We’d each pulled on our five layers of wool, then the personal-use eiderdown balloon-fabric parkas we’d brought back in our Gladstone bags from Mr. Finch’s Zurich, and finally the Shackleton-Burberry anoraks. J.C. and I also donned our leather flying or motorcycle helmets and face masks, complete with Crooke’s glass antiglare goggles.

I wish to this day that someone had been there to take a photo of us as we passed by all that Mount Snowdon–area emptiness. We must have looked like Mr. Wells’s Martian invaders.

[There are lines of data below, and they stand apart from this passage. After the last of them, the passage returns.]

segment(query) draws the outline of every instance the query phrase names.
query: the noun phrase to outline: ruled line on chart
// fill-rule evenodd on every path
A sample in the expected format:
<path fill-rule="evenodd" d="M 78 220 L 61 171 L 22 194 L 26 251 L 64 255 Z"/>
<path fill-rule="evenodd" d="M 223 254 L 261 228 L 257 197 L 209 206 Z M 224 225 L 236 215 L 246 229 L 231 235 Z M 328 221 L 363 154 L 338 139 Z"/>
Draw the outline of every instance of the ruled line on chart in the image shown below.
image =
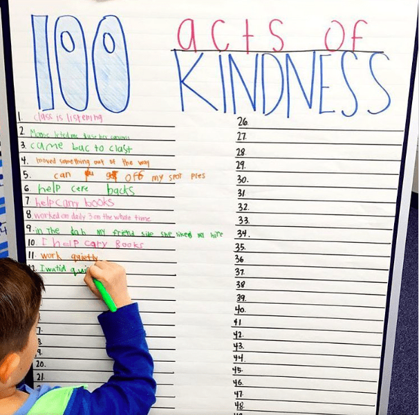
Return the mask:
<path fill-rule="evenodd" d="M 317 379 L 317 380 L 348 380 L 348 382 L 366 382 L 369 383 L 377 383 L 378 381 L 377 380 L 367 380 L 365 379 L 348 379 L 348 378 L 344 378 L 342 379 L 340 378 L 315 378 L 313 376 L 281 376 L 281 375 L 248 375 L 248 374 L 232 374 L 233 376 L 246 376 L 246 377 L 249 377 L 249 378 L 252 378 L 252 377 L 261 377 L 261 378 L 290 378 L 291 379 Z M 298 412 L 298 414 L 299 414 L 299 412 Z M 329 414 L 328 415 L 335 415 L 335 414 Z M 346 414 L 347 415 L 347 414 Z"/>
<path fill-rule="evenodd" d="M 56 311 L 57 310 L 53 310 L 53 311 Z M 102 313 L 104 310 L 98 310 L 96 313 Z M 104 337 L 104 336 L 103 336 Z M 48 346 L 46 344 L 42 344 L 42 349 L 94 349 L 95 350 L 106 350 L 106 347 L 100 347 L 100 346 Z M 150 347 L 149 350 L 165 350 L 165 351 L 175 351 L 176 349 L 169 349 L 169 348 L 159 348 L 159 349 L 153 349 Z"/>
<path fill-rule="evenodd" d="M 356 306 L 353 304 L 318 304 L 316 303 L 295 303 L 295 302 L 274 302 L 263 301 L 245 301 L 237 302 L 238 304 L 284 304 L 288 306 L 315 306 L 319 307 L 354 307 L 355 308 L 380 308 L 384 309 L 385 307 L 379 306 Z M 241 315 L 243 315 L 243 314 Z"/>
<path fill-rule="evenodd" d="M 235 313 L 234 315 L 243 316 L 243 314 L 241 313 Z M 353 320 L 359 322 L 383 322 L 383 319 L 371 319 L 371 318 L 352 318 L 346 317 L 322 317 L 318 315 L 286 315 L 283 314 L 248 314 L 245 313 L 246 316 L 250 317 L 279 317 L 285 318 L 326 318 L 328 320 Z"/>
<path fill-rule="evenodd" d="M 330 242 L 333 243 L 372 243 L 391 245 L 391 242 L 373 242 L 371 241 L 329 241 L 326 239 L 269 239 L 264 238 L 234 238 L 235 241 L 288 241 L 292 242 Z"/>
<path fill-rule="evenodd" d="M 113 370 L 98 370 L 98 369 L 34 369 L 34 371 L 63 371 L 63 372 L 72 372 L 72 371 L 80 371 L 80 372 L 93 372 L 93 373 L 104 373 L 104 374 L 113 374 Z M 173 375 L 174 372 L 166 372 L 166 371 L 154 371 L 153 374 L 160 375 Z M 50 382 L 52 382 L 50 380 Z"/>
<path fill-rule="evenodd" d="M 39 322 L 39 324 L 42 324 L 43 326 L 45 324 L 58 324 L 59 326 L 97 326 L 97 327 L 99 326 L 100 326 L 100 324 L 99 323 L 64 323 L 64 322 Z M 143 324 L 142 325 L 143 326 L 162 326 L 162 327 L 176 327 L 176 324 Z"/>
<path fill-rule="evenodd" d="M 219 49 L 171 49 L 171 52 L 215 52 L 216 53 L 222 53 L 223 52 L 227 52 L 225 50 L 220 50 Z M 330 49 L 295 49 L 292 50 L 248 50 L 247 49 L 228 49 L 227 53 L 230 52 L 241 52 L 243 53 L 270 53 L 270 54 L 278 54 L 278 53 L 307 53 L 307 52 L 330 52 Z M 351 52 L 356 53 L 384 53 L 383 50 L 352 50 L 350 49 L 339 49 L 339 52 Z"/>
<path fill-rule="evenodd" d="M 53 246 L 48 248 L 55 248 Z M 359 255 L 355 254 L 328 254 L 326 252 L 274 252 L 270 251 L 243 251 L 234 250 L 234 252 L 238 254 L 278 254 L 282 255 L 330 255 L 333 257 L 361 257 L 364 258 L 390 258 L 391 255 Z"/>
<path fill-rule="evenodd" d="M 96 235 L 95 235 L 95 236 L 96 236 Z M 70 260 L 68 260 L 68 261 L 70 261 Z M 71 261 L 70 261 L 71 262 L 71 261 L 74 261 L 73 259 L 71 259 Z M 59 274 L 60 275 L 74 275 L 74 273 L 46 273 L 46 272 L 44 273 L 44 272 L 41 272 L 41 274 L 44 274 L 44 275 L 52 274 L 52 275 L 55 275 L 57 274 Z M 127 275 L 127 276 L 134 276 L 134 277 L 136 277 L 136 276 L 141 277 L 142 275 L 146 276 L 146 277 L 147 276 L 150 276 L 150 277 L 176 277 L 176 274 L 131 274 L 131 273 L 127 273 L 126 275 Z M 47 284 L 47 285 L 49 285 L 49 284 Z M 71 285 L 71 284 L 68 284 L 68 285 Z M 84 286 L 83 285 L 82 286 Z"/>
<path fill-rule="evenodd" d="M 93 151 L 87 151 L 82 153 L 75 153 L 73 151 L 67 153 L 64 151 L 19 151 L 21 154 L 43 154 L 44 153 L 47 154 L 82 154 L 83 156 L 113 156 L 115 157 L 120 156 L 122 157 L 175 157 L 174 154 L 136 154 L 133 153 L 129 153 L 127 154 L 123 154 L 121 153 L 94 153 Z M 73 166 L 71 166 L 73 167 Z M 70 168 L 71 168 L 71 167 Z"/>
<path fill-rule="evenodd" d="M 40 121 L 18 121 L 17 124 L 41 124 L 42 125 L 87 125 L 89 127 L 151 127 L 151 128 L 175 128 L 174 125 L 153 125 L 141 124 L 83 124 L 82 122 L 42 122 Z M 37 138 L 43 138 L 44 137 L 37 137 Z M 59 137 L 54 137 L 59 138 Z"/>
<path fill-rule="evenodd" d="M 113 141 L 115 142 L 128 142 L 131 141 L 172 141 L 174 142 L 174 139 L 163 139 L 163 138 L 92 138 L 87 137 L 34 137 L 32 136 L 19 136 L 19 138 L 37 138 L 41 140 L 86 140 L 88 141 L 95 140 L 97 141 Z"/>
<path fill-rule="evenodd" d="M 43 335 L 41 334 L 41 335 Z M 100 358 L 37 358 L 39 360 L 100 360 L 102 362 L 111 362 L 111 358 L 108 358 L 107 359 L 102 359 Z M 158 359 L 153 359 L 154 362 L 160 362 L 162 363 L 176 363 L 176 360 L 161 360 Z M 49 369 L 45 369 L 49 370 Z"/>
<path fill-rule="evenodd" d="M 60 209 L 62 209 L 61 208 Z M 78 208 L 80 209 L 80 208 Z M 82 208 L 81 209 L 86 209 L 86 208 Z M 243 212 L 247 214 L 304 214 L 306 216 L 315 215 L 315 216 L 352 216 L 352 217 L 368 217 L 368 218 L 394 218 L 393 214 L 356 214 L 354 213 L 314 213 L 311 212 L 252 212 L 250 210 L 237 210 L 236 213 L 240 213 L 243 214 Z"/>
<path fill-rule="evenodd" d="M 131 197 L 131 196 L 130 196 Z M 48 219 L 25 219 L 26 222 L 49 222 L 50 221 L 50 219 L 49 218 Z M 63 220 L 59 220 L 57 221 L 59 222 L 70 222 L 71 223 L 74 223 L 74 221 L 63 221 Z M 133 222 L 122 222 L 120 221 L 86 221 L 86 223 L 131 223 L 131 225 L 176 225 L 176 223 L 175 222 L 135 222 L 133 223 Z M 33 235 L 44 235 L 44 237 L 45 236 L 52 236 L 52 237 L 59 237 L 61 234 L 33 234 Z M 73 235 L 75 237 L 82 237 L 84 235 Z M 101 235 L 95 235 L 96 237 L 99 237 Z M 102 235 L 102 236 L 107 236 L 107 235 Z"/>
<path fill-rule="evenodd" d="M 61 234 L 55 234 L 55 235 L 51 235 L 53 237 L 57 237 L 57 236 L 61 236 Z M 75 235 L 75 236 L 82 236 L 82 237 L 86 237 L 87 235 Z M 98 236 L 98 235 L 95 235 L 95 236 Z M 101 235 L 102 237 L 106 237 L 106 235 Z M 30 247 L 30 248 L 32 249 L 32 248 L 39 248 L 41 249 L 44 248 L 59 248 L 59 249 L 73 249 L 74 250 L 75 247 L 74 246 L 46 246 L 43 245 L 42 246 L 36 246 L 36 247 Z M 176 249 L 175 248 L 100 248 L 100 250 L 102 249 L 119 249 L 120 250 L 136 250 L 138 249 L 141 249 L 142 251 L 146 251 L 146 250 L 155 250 L 155 251 L 171 251 L 171 252 L 176 252 Z M 65 261 L 65 259 L 64 259 L 64 261 Z M 44 298 L 44 297 L 43 297 Z"/>
<path fill-rule="evenodd" d="M 58 248 L 58 247 L 57 247 Z M 62 247 L 61 247 L 62 248 Z M 120 249 L 120 250 L 121 250 Z M 136 250 L 134 249 L 127 249 L 127 250 Z M 33 259 L 30 260 L 32 262 L 33 262 L 34 261 L 57 261 L 57 259 L 37 259 L 36 258 L 34 258 Z M 68 261 L 68 262 L 74 262 L 74 259 L 70 258 L 68 259 L 66 259 L 65 258 L 64 259 L 62 259 L 62 261 Z M 122 263 L 133 263 L 133 264 L 178 264 L 177 262 L 173 262 L 173 261 L 127 261 L 127 260 L 124 260 L 122 261 L 120 258 L 118 259 L 106 259 L 106 261 L 109 261 L 110 262 L 118 262 L 120 264 L 122 264 Z"/>
<path fill-rule="evenodd" d="M 403 133 L 404 130 L 400 129 L 359 129 L 348 128 L 283 128 L 276 127 L 239 127 L 239 129 L 254 129 L 254 130 L 285 130 L 296 131 L 350 131 L 350 132 L 366 132 L 366 133 Z"/>
<path fill-rule="evenodd" d="M 320 400 L 290 400 L 287 399 L 261 399 L 261 398 L 236 398 L 236 400 L 257 400 L 259 402 L 293 402 L 295 403 L 320 403 L 324 405 L 347 405 L 350 406 L 362 406 L 362 407 L 375 407 L 375 405 L 367 405 L 366 403 L 342 403 L 342 402 L 324 402 Z"/>
<path fill-rule="evenodd" d="M 44 285 L 46 286 L 48 286 L 48 287 L 85 287 L 86 284 L 46 284 L 44 282 Z M 174 288 L 175 287 L 167 287 L 167 286 L 136 286 L 136 285 L 132 285 L 132 284 L 129 284 L 129 288 Z M 43 295 L 42 298 L 45 298 L 45 297 Z M 48 323 L 49 324 L 54 324 L 55 323 Z M 57 323 L 59 324 L 62 324 L 62 323 Z M 75 324 L 75 323 L 65 323 L 66 324 Z M 94 325 L 94 326 L 97 326 L 99 325 L 99 323 L 95 323 L 95 324 L 93 324 L 92 323 L 90 323 L 89 325 Z M 142 324 L 143 326 L 147 326 L 147 324 Z M 149 325 L 153 325 L 153 324 L 149 324 Z M 161 325 L 168 325 L 168 326 L 171 326 L 172 324 L 160 324 Z"/>
<path fill-rule="evenodd" d="M 353 266 L 324 266 L 317 265 L 289 265 L 289 264 L 241 264 L 236 263 L 234 264 L 236 266 L 286 266 L 289 268 L 326 268 L 333 270 L 362 270 L 364 271 L 388 271 L 389 268 L 372 268 L 363 267 Z"/>
<path fill-rule="evenodd" d="M 47 220 L 50 220 L 50 219 L 45 219 L 45 221 Z M 39 220 L 39 221 L 43 221 L 43 220 Z M 59 221 L 60 222 L 62 221 Z M 86 222 L 84 222 L 85 223 L 91 223 L 90 221 L 86 221 Z M 117 221 L 115 221 L 115 223 L 124 223 L 124 222 L 118 222 Z M 140 223 L 151 223 L 151 222 L 140 222 Z M 133 225 L 135 225 L 135 223 L 131 223 Z M 174 238 L 176 238 L 176 237 L 145 237 L 145 236 L 142 236 L 142 235 L 107 235 L 107 234 L 104 234 L 104 235 L 98 235 L 96 234 L 78 234 L 78 235 L 75 235 L 73 234 L 26 234 L 27 235 L 30 235 L 31 237 L 39 237 L 39 236 L 42 236 L 42 237 L 106 237 L 106 238 L 166 238 L 168 239 L 173 239 Z M 31 249 L 34 248 L 43 248 L 42 246 L 31 246 L 30 247 Z M 56 246 L 52 247 L 52 248 L 57 248 Z"/>
<path fill-rule="evenodd" d="M 42 296 L 42 298 L 44 299 L 71 299 L 71 301 L 78 301 L 78 300 L 87 300 L 87 301 L 97 301 L 97 299 L 95 297 L 44 297 Z M 169 301 L 169 302 L 176 302 L 176 300 L 174 299 L 165 299 L 165 298 L 131 298 L 131 299 L 133 301 L 156 301 L 156 302 L 159 302 L 159 301 Z M 59 324 L 59 323 L 58 323 Z M 94 336 L 94 337 L 97 337 L 97 336 Z"/>
<path fill-rule="evenodd" d="M 388 203 L 395 205 L 396 202 L 393 201 L 335 201 L 329 199 L 270 199 L 270 198 L 252 198 L 252 197 L 239 197 L 237 198 L 239 201 L 291 201 L 291 202 L 327 202 L 338 203 Z M 246 210 L 242 210 L 241 213 L 246 213 Z"/>
<path fill-rule="evenodd" d="M 60 167 L 60 166 L 57 166 Z M 72 168 L 72 167 L 69 167 L 69 168 Z M 93 169 L 95 169 L 95 167 L 93 167 Z M 117 167 L 118 168 L 118 167 Z M 140 167 L 138 169 L 141 169 L 141 168 Z M 37 179 L 28 179 L 26 178 L 24 179 L 23 181 L 25 182 L 28 182 L 28 181 L 34 181 L 34 182 L 37 182 L 37 183 L 42 183 L 42 182 L 46 182 L 46 183 L 50 183 L 51 181 L 53 181 L 54 183 L 69 183 L 69 184 L 73 184 L 73 183 L 102 183 L 102 184 L 106 184 L 106 183 L 111 183 L 111 184 L 115 184 L 115 183 L 118 183 L 118 182 L 111 182 L 111 181 L 95 181 L 95 180 L 89 180 L 89 181 L 86 181 L 85 180 L 55 180 L 55 179 L 52 179 L 52 180 L 37 180 Z M 120 182 L 119 182 L 120 183 Z M 143 182 L 143 181 L 140 181 L 140 182 L 127 182 L 129 183 L 129 185 L 176 185 L 176 183 L 162 183 L 162 182 Z M 24 192 L 23 194 L 27 194 L 26 193 Z M 41 195 L 43 194 L 39 194 Z M 76 196 L 82 196 L 82 195 L 76 195 Z M 89 194 L 86 194 L 84 196 L 89 196 Z M 80 209 L 80 208 L 79 208 Z M 84 208 L 84 209 L 86 209 L 86 208 Z M 91 209 L 92 209 L 91 208 Z M 96 210 L 97 208 L 94 208 L 95 210 Z M 120 209 L 120 210 L 121 210 Z M 128 210 L 128 209 L 122 209 L 122 210 Z M 147 209 L 136 209 L 135 210 L 148 210 Z"/>
<path fill-rule="evenodd" d="M 236 184 L 238 187 L 302 187 L 302 188 L 315 188 L 315 189 L 367 189 L 369 190 L 397 190 L 397 187 L 359 187 L 354 186 L 315 186 L 315 185 L 249 185 L 249 184 Z M 360 215 L 362 216 L 362 215 Z M 368 215 L 366 215 L 368 216 Z M 389 216 L 390 217 L 390 216 Z M 392 217 L 392 216 L 391 216 Z"/>
<path fill-rule="evenodd" d="M 250 339 L 241 338 L 236 339 L 241 341 L 256 341 L 256 342 L 282 342 L 286 343 L 315 343 L 317 344 L 349 344 L 351 346 L 373 346 L 375 347 L 381 347 L 381 344 L 371 344 L 370 343 L 345 343 L 342 342 L 320 342 L 318 340 L 289 340 L 286 339 Z M 293 365 L 291 365 L 293 366 Z M 351 369 L 351 368 L 348 368 Z M 380 370 L 379 369 L 376 370 Z"/>
<path fill-rule="evenodd" d="M 234 350 L 232 350 L 235 353 Z M 297 353 L 295 351 L 266 351 L 263 350 L 241 350 L 241 353 L 268 353 L 268 354 L 291 354 L 291 355 L 304 355 L 314 356 L 335 356 L 337 358 L 363 358 L 366 359 L 380 359 L 380 356 L 364 356 L 360 355 L 341 355 L 341 354 L 330 354 L 326 353 Z M 65 358 L 62 358 L 64 359 Z"/>
<path fill-rule="evenodd" d="M 86 182 L 86 184 L 89 184 L 89 182 Z M 40 194 L 40 193 L 24 193 L 24 195 L 27 195 L 27 194 L 30 194 L 32 196 L 54 196 L 54 194 Z M 60 193 L 59 194 L 57 194 L 57 196 L 73 196 L 73 197 L 75 196 L 84 196 L 84 197 L 86 197 L 86 196 L 105 196 L 103 193 L 102 194 L 92 194 L 91 193 L 89 193 L 89 194 L 86 194 L 86 195 L 83 195 L 83 194 L 75 194 L 74 193 Z M 175 199 L 174 196 L 151 196 L 151 195 L 145 195 L 145 194 L 112 194 L 112 195 L 109 195 L 109 196 L 112 196 L 112 197 L 128 197 L 129 199 L 131 198 L 136 198 L 136 197 L 150 197 L 150 198 L 159 198 L 159 199 Z M 44 207 L 44 206 L 43 206 Z M 48 206 L 49 208 L 49 206 Z"/>
<path fill-rule="evenodd" d="M 301 412 L 299 411 L 298 412 L 295 412 L 294 411 L 272 411 L 272 410 L 259 410 L 259 409 L 240 409 L 241 412 L 258 412 L 264 413 L 264 414 L 285 414 L 286 415 L 290 415 L 290 414 L 297 414 L 297 415 L 348 415 L 347 414 L 330 414 L 330 412 Z"/>
<path fill-rule="evenodd" d="M 36 167 L 36 166 L 35 166 Z M 40 166 L 44 167 L 44 166 Z M 51 166 L 46 166 L 51 167 Z M 54 167 L 54 166 L 52 166 Z M 95 167 L 95 168 L 108 168 L 109 167 Z M 125 167 L 122 167 L 124 169 Z M 154 169 L 155 170 L 163 170 L 164 169 Z M 292 172 L 288 170 L 235 170 L 237 173 L 287 173 L 290 174 L 360 174 L 370 176 L 398 176 L 399 173 L 368 173 L 362 172 Z"/>
<path fill-rule="evenodd" d="M 241 212 L 242 214 L 246 214 L 246 212 Z M 259 228 L 304 228 L 308 229 L 358 229 L 362 230 L 391 230 L 393 229 L 389 228 L 353 228 L 353 227 L 342 227 L 342 226 L 308 226 L 308 225 L 250 225 L 245 223 L 236 223 L 234 226 L 241 228 L 248 227 L 259 227 Z M 244 239 L 244 238 L 243 238 Z"/>
<path fill-rule="evenodd" d="M 234 387 L 237 388 L 248 388 L 248 389 L 290 389 L 290 390 L 298 390 L 298 391 L 315 391 L 319 392 L 343 392 L 346 394 L 366 394 L 371 395 L 376 395 L 375 392 L 368 392 L 364 391 L 345 391 L 343 389 L 312 389 L 307 387 L 287 387 L 286 386 L 254 386 L 252 385 L 241 385 L 240 386 L 235 386 Z"/>
<path fill-rule="evenodd" d="M 260 329 L 262 330 L 303 330 L 308 331 L 337 331 L 339 333 L 363 333 L 382 334 L 382 331 L 360 331 L 359 330 L 332 330 L 329 329 L 299 329 L 296 327 L 264 327 L 262 326 L 232 326 L 232 329 Z M 291 353 L 292 354 L 292 353 Z M 299 353 L 297 353 L 299 354 Z M 325 355 L 330 356 L 330 355 Z"/>
<path fill-rule="evenodd" d="M 320 278 L 286 278 L 283 277 L 248 277 L 248 276 L 236 276 L 236 279 L 288 279 L 290 281 L 326 281 L 328 282 L 362 282 L 369 284 L 387 284 L 387 281 L 362 281 L 358 279 L 320 279 Z"/>
<path fill-rule="evenodd" d="M 385 142 L 310 142 L 310 141 L 235 141 L 236 144 L 313 144 L 325 145 L 389 145 L 401 147 L 402 144 L 387 144 Z"/>
<path fill-rule="evenodd" d="M 99 182 L 89 182 L 89 183 L 99 183 Z M 103 183 L 103 182 L 100 182 L 100 183 Z M 169 184 L 169 183 L 165 183 L 165 184 Z M 172 183 L 170 183 L 172 184 Z M 174 184 L 174 183 L 173 183 Z M 26 194 L 26 193 L 24 193 L 24 194 Z M 40 195 L 41 196 L 41 195 Z M 28 208 L 28 209 L 36 209 L 37 208 L 45 208 L 45 206 L 25 206 L 25 208 Z M 68 210 L 70 209 L 69 208 L 60 208 L 60 207 L 57 207 L 57 206 L 54 206 L 53 208 L 50 208 L 50 209 L 66 209 L 66 210 Z M 109 210 L 109 208 L 77 208 L 77 210 Z M 135 209 L 135 208 L 118 208 L 118 210 L 135 210 L 136 212 L 137 211 L 141 211 L 141 212 L 174 212 L 174 209 Z"/>
<path fill-rule="evenodd" d="M 347 295 L 374 295 L 387 297 L 387 294 L 373 294 L 372 293 L 339 293 L 337 291 L 311 291 L 304 290 L 263 290 L 261 288 L 236 288 L 236 291 L 261 291 L 263 293 L 310 293 L 312 294 L 342 294 Z"/>
<path fill-rule="evenodd" d="M 38 334 L 38 335 L 40 336 L 60 336 L 60 337 L 72 337 L 72 338 L 77 338 L 77 337 L 89 337 L 89 338 L 102 338 L 104 337 L 104 335 L 95 335 L 95 334 L 71 334 L 71 333 L 66 333 L 66 334 L 57 334 L 57 333 L 41 333 L 40 334 Z M 146 336 L 147 338 L 162 338 L 162 339 L 176 339 L 176 336 L 170 336 L 170 335 L 147 335 Z M 43 345 L 44 346 L 44 345 Z"/>
<path fill-rule="evenodd" d="M 26 165 L 25 166 L 26 167 L 30 167 L 32 169 L 46 169 L 46 168 L 53 168 L 53 169 L 56 169 L 57 167 L 59 166 L 49 166 L 49 165 L 44 165 L 44 166 L 39 166 L 39 165 Z M 64 166 L 62 166 L 62 167 L 64 167 Z M 90 167 L 92 167 L 92 169 L 106 169 L 108 170 L 112 170 L 113 169 L 113 167 L 101 167 L 100 166 L 68 166 L 68 165 L 65 165 L 66 167 L 68 168 L 68 169 L 85 169 L 87 167 L 88 169 L 90 169 Z M 141 168 L 140 168 L 141 167 Z M 115 167 L 116 168 L 116 167 Z M 165 171 L 165 172 L 176 172 L 176 169 L 156 169 L 156 168 L 151 168 L 151 167 L 143 167 L 142 166 L 139 166 L 138 167 L 127 167 L 126 166 L 123 166 L 123 167 L 118 167 L 118 170 L 159 170 L 159 171 Z M 22 181 L 25 181 L 25 179 L 23 179 Z M 89 181 L 86 181 L 86 183 L 89 183 Z M 104 182 L 106 183 L 106 182 Z M 130 182 L 131 183 L 131 182 Z"/>
<path fill-rule="evenodd" d="M 23 153 L 24 151 L 20 151 Z M 31 151 L 26 151 L 28 153 Z M 80 153 L 84 154 L 84 153 Z M 247 156 L 236 156 L 234 158 L 250 158 L 250 159 L 262 159 L 262 160 L 339 160 L 339 161 L 402 161 L 400 159 L 391 158 L 319 158 L 313 157 L 249 157 Z"/>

But it turned out that our destination—Jean-Claude’s secret destination—was not the frequently-climbed-in-winter Mount Snowdon or George Mallory’s Pen-y-Pass slabs where we’d rock-climbed the previous autumn; our destination, reached mid-morning that January Sunday, was the lake Llyn Idwal and its surrounding moraines, roches moutonnées (Jean-Claude’s description but familiar to me from our many alpine climbs during the previous year), brilliant striations in the cliff sides, wild moraines and scree slopes, erratics (boulders brought there by long-gone glaciers and left sitting on the rocky flatlands like huge hurling stones forgotten by a race of giants), and exposed deep-rock strata on vertical faces and slabs and slopes everywhere around us. The Llyn—the lake, frozen then—was surrounded by hard-rock verticality. J.C. pointed out the high peaks of Y Glyder Fawr and Y Garn as we got out of the car and stretched our legs in the snow. Jean-Claude and I were wearing waxed-cotton gaiters to keep our high socks dry. The Deacon, also in knickerbockers, wore old-fashioned puttees—though of the finest cashmere—and looked like the rather fussy-looking British climbers in the photos of the ’21, ’22, and ’24 Everest expeditions. Also, with his khaki knickerbockers and khaki wool shirt visible through the opening of his unbuttoned balloon coat, the Deacon looked like the military man—Captain—he’d been during the Great War.